Part of what’s so notable about the attention being paid to touch in baseball circles is its contrast with how most of us navigate the world. I can point to one tool I reliably touch in my daily life: my iPhone, with its flat, smooth surface. I tap, scroll, and occasionally pinch it; calling it a touchscreen is an insult to the various forms of touch humans once used to manipulate pens, books, Rolodexes, keys, cash, coins, camcorders, calculators, discs, tapes, and credit cards. In households around the world, voice assistants and smart devices already respond nimbly to vocal commands to turn on lights, play songs, set temperatures, and change television channels. Hands-free fixtures fill the bathroom. Telehealth visits replace physical exams. Virtual reality has barely any use for the hands or feet.

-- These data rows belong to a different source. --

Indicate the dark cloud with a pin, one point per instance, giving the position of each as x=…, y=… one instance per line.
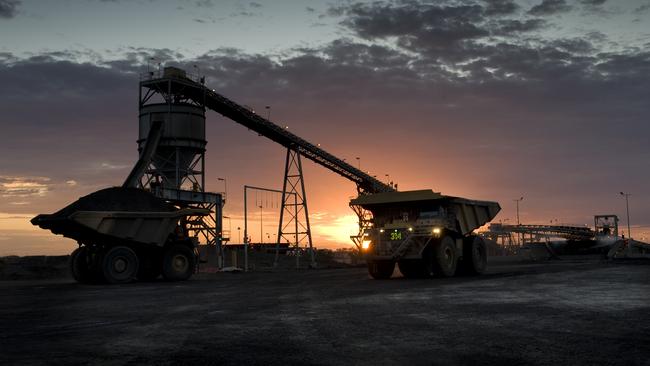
x=500, y=7
x=514, y=26
x=9, y=8
x=643, y=8
x=549, y=7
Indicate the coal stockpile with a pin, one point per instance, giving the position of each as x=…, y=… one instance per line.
x=117, y=199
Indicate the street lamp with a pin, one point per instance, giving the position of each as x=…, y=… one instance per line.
x=229, y=227
x=627, y=207
x=261, y=231
x=517, y=201
x=225, y=189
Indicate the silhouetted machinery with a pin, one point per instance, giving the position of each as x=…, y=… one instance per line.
x=427, y=234
x=152, y=224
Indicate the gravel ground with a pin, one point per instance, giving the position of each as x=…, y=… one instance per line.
x=577, y=311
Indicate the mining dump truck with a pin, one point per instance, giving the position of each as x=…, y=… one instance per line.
x=426, y=233
x=139, y=231
x=123, y=234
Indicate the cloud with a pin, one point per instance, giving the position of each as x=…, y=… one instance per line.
x=549, y=7
x=500, y=7
x=21, y=187
x=9, y=8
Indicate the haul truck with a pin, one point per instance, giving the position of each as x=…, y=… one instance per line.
x=425, y=233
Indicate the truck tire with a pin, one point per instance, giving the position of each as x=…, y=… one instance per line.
x=150, y=265
x=474, y=256
x=80, y=266
x=414, y=268
x=445, y=258
x=178, y=263
x=119, y=265
x=381, y=270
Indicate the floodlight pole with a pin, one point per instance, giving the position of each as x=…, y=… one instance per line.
x=627, y=208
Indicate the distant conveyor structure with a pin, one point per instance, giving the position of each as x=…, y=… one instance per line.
x=199, y=93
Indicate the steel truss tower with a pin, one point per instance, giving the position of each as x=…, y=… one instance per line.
x=294, y=217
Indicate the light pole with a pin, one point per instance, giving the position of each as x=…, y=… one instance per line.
x=261, y=231
x=517, y=201
x=229, y=227
x=627, y=207
x=225, y=189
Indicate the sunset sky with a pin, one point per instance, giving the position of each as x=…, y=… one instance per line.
x=492, y=99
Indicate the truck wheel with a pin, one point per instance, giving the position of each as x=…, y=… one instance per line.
x=381, y=270
x=150, y=265
x=80, y=267
x=178, y=263
x=474, y=256
x=120, y=265
x=413, y=268
x=445, y=258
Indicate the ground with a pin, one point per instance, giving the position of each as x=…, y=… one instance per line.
x=577, y=311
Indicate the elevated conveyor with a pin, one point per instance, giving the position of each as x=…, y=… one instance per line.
x=195, y=91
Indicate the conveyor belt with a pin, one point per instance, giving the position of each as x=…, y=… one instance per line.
x=199, y=93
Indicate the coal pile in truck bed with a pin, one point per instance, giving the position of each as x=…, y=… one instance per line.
x=117, y=199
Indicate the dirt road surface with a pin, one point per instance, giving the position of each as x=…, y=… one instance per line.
x=575, y=311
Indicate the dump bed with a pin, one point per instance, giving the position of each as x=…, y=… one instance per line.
x=116, y=214
x=471, y=214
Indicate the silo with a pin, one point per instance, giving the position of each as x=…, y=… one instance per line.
x=182, y=144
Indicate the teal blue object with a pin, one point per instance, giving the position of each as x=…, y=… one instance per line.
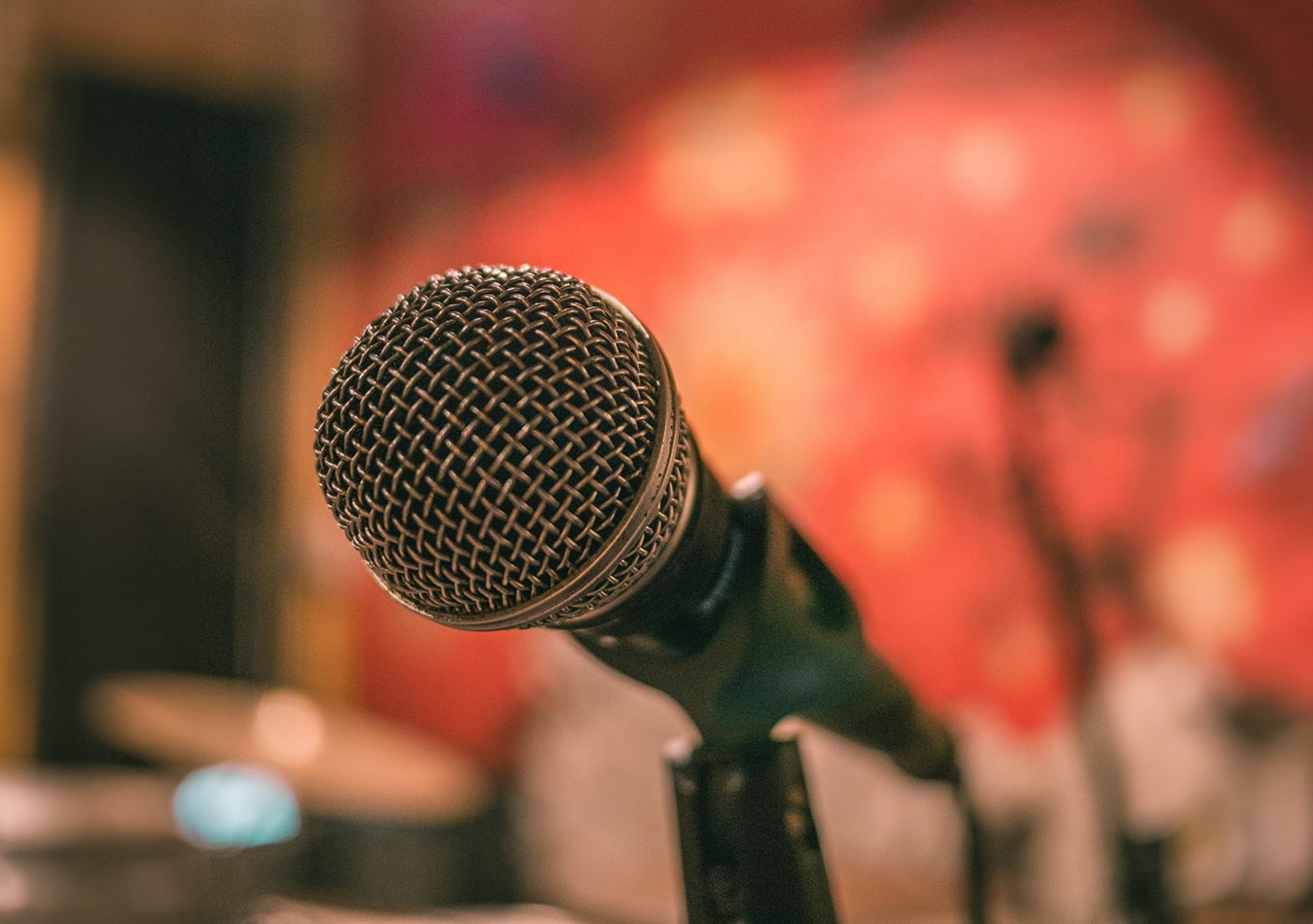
x=235, y=806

That our grip on the physical world is slipping has real consequences: A long history of medical study has connected hand strength to overall physical health and longevity, for reasons that still aren’t entirely clear. Christy Isbell, a pediatric occupational therapist at East Tennessee State University, said she sees some kids as old as 4 or 5 years who have never held a pencil or a crayon. The absence of that tactile experience may change how they learn to read and write, she told me, and limit them in other ways. Healthy young adults who spend lots of time on their smartphones have weaker grips, duller fingers, and higher rates of hand and wrist injuries than their peers who use their phones less frequently. Professors at medical schools are raising alarms about the diminishing dexterity of surgical students.

Pitchers are an outlier. Unlike the rest of us, they must be attuned to precisely how their fingertips interact with the world every time they take the mound. And simply paying a little more attention to that interaction appears to make a great difference. According to research by the company that manufactures the FlexPro Grip, pitchers who use the device have been able to increase the rate of spin on their fastball by about 4 percent. A higher spin rate on a fastball can produce a “rising” effect that makes it harder for hitters to square up.

Even if the rest of us never get our finger pressure measured, the research is clear that we can benefit emotionally, cognitively, and physically by doing more with our hands—by jotting down notes, knitting, or taking a pottery class. With that effort, and the help of a few committed baseball buffs, perhaps we can arrest our collective drift into a hands-free world.